Мне остается добавить, что, когда я был в Италии осенью 1959 года, самое сильное впечатление на меня произвели этрусские саркофаги – исступленные мужчины и женщины, подымающиеся из каменных гробов. Я долго глядел на них во дворе небольшого музея в Таркинье, неподалеку от Рима. Теперь, когда я пишу эту книгу и пытаюсь оживить мое прошлое, друзей, большинство которых я пережил, я вижу перед собой мужчин и женщин, живших за двадцать пять веков до того, как я родился. Мне кажется, что я их знаю и понимаю, как моих современников.

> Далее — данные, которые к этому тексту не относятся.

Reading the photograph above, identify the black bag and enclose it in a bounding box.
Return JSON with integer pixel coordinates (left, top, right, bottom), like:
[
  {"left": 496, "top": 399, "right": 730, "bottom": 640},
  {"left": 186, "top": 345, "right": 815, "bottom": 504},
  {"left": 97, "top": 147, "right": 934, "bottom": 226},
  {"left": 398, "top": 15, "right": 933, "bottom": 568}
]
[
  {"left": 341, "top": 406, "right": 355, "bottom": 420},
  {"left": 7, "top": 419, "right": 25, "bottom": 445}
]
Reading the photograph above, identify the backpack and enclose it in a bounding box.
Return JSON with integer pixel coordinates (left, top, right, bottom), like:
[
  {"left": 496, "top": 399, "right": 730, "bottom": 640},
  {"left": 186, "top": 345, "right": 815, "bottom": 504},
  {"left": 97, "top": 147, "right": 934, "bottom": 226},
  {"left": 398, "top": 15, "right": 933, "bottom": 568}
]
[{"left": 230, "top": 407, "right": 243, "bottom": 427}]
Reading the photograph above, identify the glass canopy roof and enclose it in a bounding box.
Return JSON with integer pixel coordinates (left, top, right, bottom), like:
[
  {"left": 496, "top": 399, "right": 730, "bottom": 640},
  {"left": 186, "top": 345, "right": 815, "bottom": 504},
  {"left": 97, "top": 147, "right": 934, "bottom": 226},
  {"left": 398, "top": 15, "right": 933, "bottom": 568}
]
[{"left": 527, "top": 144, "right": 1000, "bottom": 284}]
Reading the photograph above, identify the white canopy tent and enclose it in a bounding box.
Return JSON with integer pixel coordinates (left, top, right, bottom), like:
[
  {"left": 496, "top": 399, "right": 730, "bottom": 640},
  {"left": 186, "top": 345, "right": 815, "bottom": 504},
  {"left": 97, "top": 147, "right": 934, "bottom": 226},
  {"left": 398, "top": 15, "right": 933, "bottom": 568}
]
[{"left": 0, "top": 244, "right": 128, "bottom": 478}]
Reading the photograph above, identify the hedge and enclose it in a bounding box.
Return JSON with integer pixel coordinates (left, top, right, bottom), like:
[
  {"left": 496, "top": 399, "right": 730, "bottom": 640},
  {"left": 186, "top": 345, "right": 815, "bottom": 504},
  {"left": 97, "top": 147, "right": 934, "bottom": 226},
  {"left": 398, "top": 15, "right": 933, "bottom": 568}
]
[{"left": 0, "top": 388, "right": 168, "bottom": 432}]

В молодости я особенно нежно любил Флоренцию; ее сельский дух, сочетание скульптуры Донателло и крестьян в широких соломенных шляпах, керамики делла Робби и холмов вокруг города, садов, огородов, одиноких кипарисов, лавочек на Старом мосту, базаров, мутной реки, ясного неба и тени Данте, встретившего здесь свою Беатриче. Как все города, построенные в одну эпоху и, следовательно, гармоничные, Флоренция сразу понятна и мила. С годами я полюбил Рим. Эпохи в нем перемешаны; рядом античные развалины и новые кварталы, извивающиеся статуи барокко и базилики первых христиан, высокое Возрождение и помпезные памятники конца XIX века; вначале этот непорядок стесняет приезжего, но потом видишь, что века в Риме мирно сосуществуют. Рим прекрасен не только там, где его смотрят караваны туристов, – любая улица, любая стена ничем не примечательного дома радует глаз. Его гармония сложна: в ней цельность, доступная только большому художнику и большому народу.

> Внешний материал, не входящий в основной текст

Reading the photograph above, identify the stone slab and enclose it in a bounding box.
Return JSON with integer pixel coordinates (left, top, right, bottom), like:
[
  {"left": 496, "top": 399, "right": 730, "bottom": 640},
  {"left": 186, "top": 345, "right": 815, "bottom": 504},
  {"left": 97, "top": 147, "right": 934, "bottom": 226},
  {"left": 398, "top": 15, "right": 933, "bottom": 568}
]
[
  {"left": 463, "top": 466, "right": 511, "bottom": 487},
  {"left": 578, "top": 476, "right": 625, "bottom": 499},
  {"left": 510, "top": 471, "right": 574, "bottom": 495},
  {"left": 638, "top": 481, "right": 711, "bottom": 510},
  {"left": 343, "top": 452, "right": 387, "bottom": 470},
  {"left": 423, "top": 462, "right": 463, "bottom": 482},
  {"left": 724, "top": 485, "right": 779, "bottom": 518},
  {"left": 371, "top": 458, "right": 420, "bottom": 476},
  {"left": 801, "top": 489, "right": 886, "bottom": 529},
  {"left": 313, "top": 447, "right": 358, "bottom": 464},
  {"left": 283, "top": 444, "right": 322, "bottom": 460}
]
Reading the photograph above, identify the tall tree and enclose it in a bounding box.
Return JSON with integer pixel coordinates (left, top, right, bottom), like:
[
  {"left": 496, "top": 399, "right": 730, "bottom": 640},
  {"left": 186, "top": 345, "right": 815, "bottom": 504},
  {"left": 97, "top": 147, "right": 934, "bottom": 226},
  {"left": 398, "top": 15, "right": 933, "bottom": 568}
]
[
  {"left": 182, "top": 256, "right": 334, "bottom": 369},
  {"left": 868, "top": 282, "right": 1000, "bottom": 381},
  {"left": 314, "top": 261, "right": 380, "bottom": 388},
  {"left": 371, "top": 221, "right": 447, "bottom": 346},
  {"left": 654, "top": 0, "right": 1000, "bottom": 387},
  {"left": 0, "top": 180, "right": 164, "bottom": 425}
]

До чего были неправы путешественники (среди них и великие, как Гете), которые увидели в Италии только музей да еще бессмертную красоту природы! Все, что меня чаровало и чарует в Италии, тесно связано с людьми, – народы, конечно, меняются, но если есть возможность охватить века, спасти прошлое от забвения и непонимания, то это связано с гением народа, с некоторыми присущими ему чертами.
Я много лет прожил во Франции, научился понимать французов, о моей любви к ним говорить не приходится – она известна. Именно поэтому я решаюсь повторить слова Стендаля, который утверждал, что итальянцы проще, непосредственнее французов. Могло ли это не подкупить юношу, еще помнившего тепло задушевных бесед где-нибудь на Козихах, на Остоженке или на Арбате? Конечно, итальянцы, как и все люди, бывают разные; я не забываю ни про борьбу классов, ни про эпоху фашизма; и все же мне думается, что в характере итальянцев заложена доброта.

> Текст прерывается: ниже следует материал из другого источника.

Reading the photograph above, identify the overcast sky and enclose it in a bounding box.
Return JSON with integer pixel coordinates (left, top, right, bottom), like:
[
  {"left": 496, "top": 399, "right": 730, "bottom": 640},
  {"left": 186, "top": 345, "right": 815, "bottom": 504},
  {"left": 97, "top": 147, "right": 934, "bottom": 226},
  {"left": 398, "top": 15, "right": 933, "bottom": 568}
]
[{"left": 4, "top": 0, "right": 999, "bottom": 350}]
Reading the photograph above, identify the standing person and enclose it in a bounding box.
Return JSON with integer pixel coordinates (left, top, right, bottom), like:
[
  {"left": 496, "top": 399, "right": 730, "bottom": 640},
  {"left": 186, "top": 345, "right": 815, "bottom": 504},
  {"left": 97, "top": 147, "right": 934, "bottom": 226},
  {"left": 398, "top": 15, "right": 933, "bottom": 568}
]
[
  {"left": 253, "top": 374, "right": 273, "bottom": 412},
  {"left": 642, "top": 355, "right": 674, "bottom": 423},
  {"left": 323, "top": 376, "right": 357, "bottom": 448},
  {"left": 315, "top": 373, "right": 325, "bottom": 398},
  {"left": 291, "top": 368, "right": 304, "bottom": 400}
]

Я часто спрашивал себя, почему итальянские кинокартины последнего десятилетия так понравились разноязычным людям – «Похитители велосипедов», «Чудо в Милане», «Два гроша надежды», «Рим в одиннадцать часов», «Ночи Кабирии». Разумеется, они представляют значительное явление в развитии кино; но рядовых зрителей мало интересовал неореализм; вернее сказать, благодаря реалистическому, правдивому отображению действительности перед ними были настоящие, живые итальянцы, и покоряли зрителей черты национального характера: на экране разворачивалась тяжелая, порой безысходная жизнь, но повинны в страданиях людей были не злодеи, а обстоятельства, не душевное уродство того или иного персонажа, а уродство социальной системы.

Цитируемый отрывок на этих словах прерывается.